We are due more and more snow…..so the horizon is looking wet here.
I’m just trying to come to terms and grasp (ie Talk myself into) this move…..however it comes about….foreclosure/shortsale….I’m moving. When…..not sure…..I’m hoping I can list shortsale and buy myself another 120 days….have time to clean out here, sell some stuff…..paint rental, make it homey rather than rentalish…..move the furniture out of there……and not be rushed out……but as we allknow…..things don’t always go our way. I just hate the thought of moving into a storage unit…..and then transitioning again. Maybe lightening the load substantially will be a good thing!!!!! Yeah….that’s it!!!!!
Jr said last night….Mom….isn’t it time you ask for help?????
WTF? HELP……as if in the past 2.5 years that never crossed my mind?
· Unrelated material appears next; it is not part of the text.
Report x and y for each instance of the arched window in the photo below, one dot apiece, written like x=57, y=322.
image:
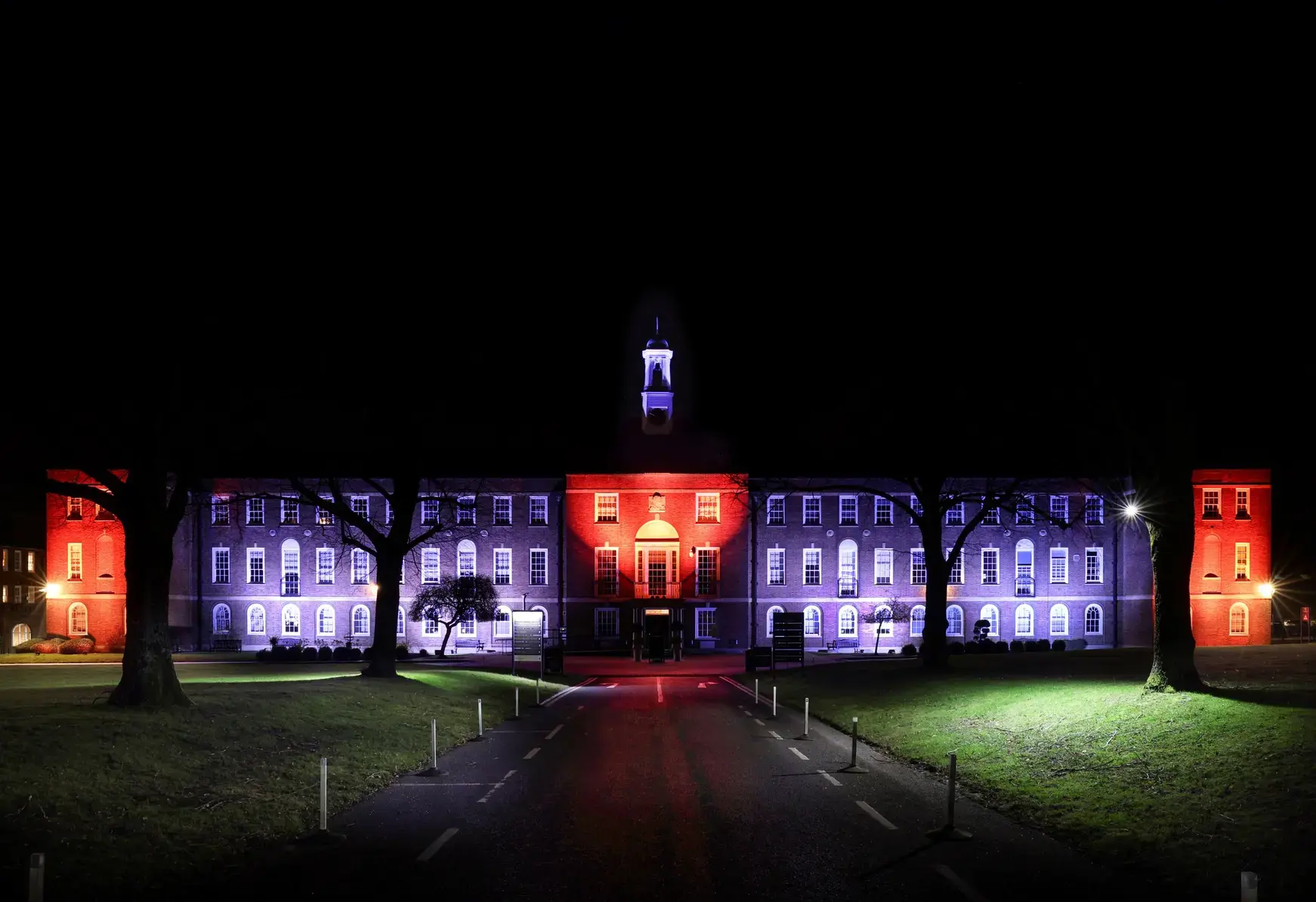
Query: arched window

Then he sets dibs on my bedroom……UH, yeah……I said….um…..at 18, I really don’t have to include you in this move whatsoever…..so don’t be telling ME which bedroom your going to get and cop an attitude with me!!!!!!
I’ts ME time……i’m tired of salvaging others.
Or maybe i’ve just eaten too much rum nut cake today!
The bear has not been back since I started throwing rocks at him like Babe Ruth……shoulda been a pro bear rock thrower…..maybe it’s not too late!!!!
moving the spath stuff OFF my computer should be done by the time i am finished this post. I know there are dregs here and there, but i have the major amount of it.
i also spent some time deleting photos that make me feel upset – either related to the spath or the n ex. i don’t have as much time as i want right now to CLEAR OUT, but these bits DO help.
looking at some of the images i collected post spath – ouuu DARK place. maybe someday i will forgive my friends for abandoning me.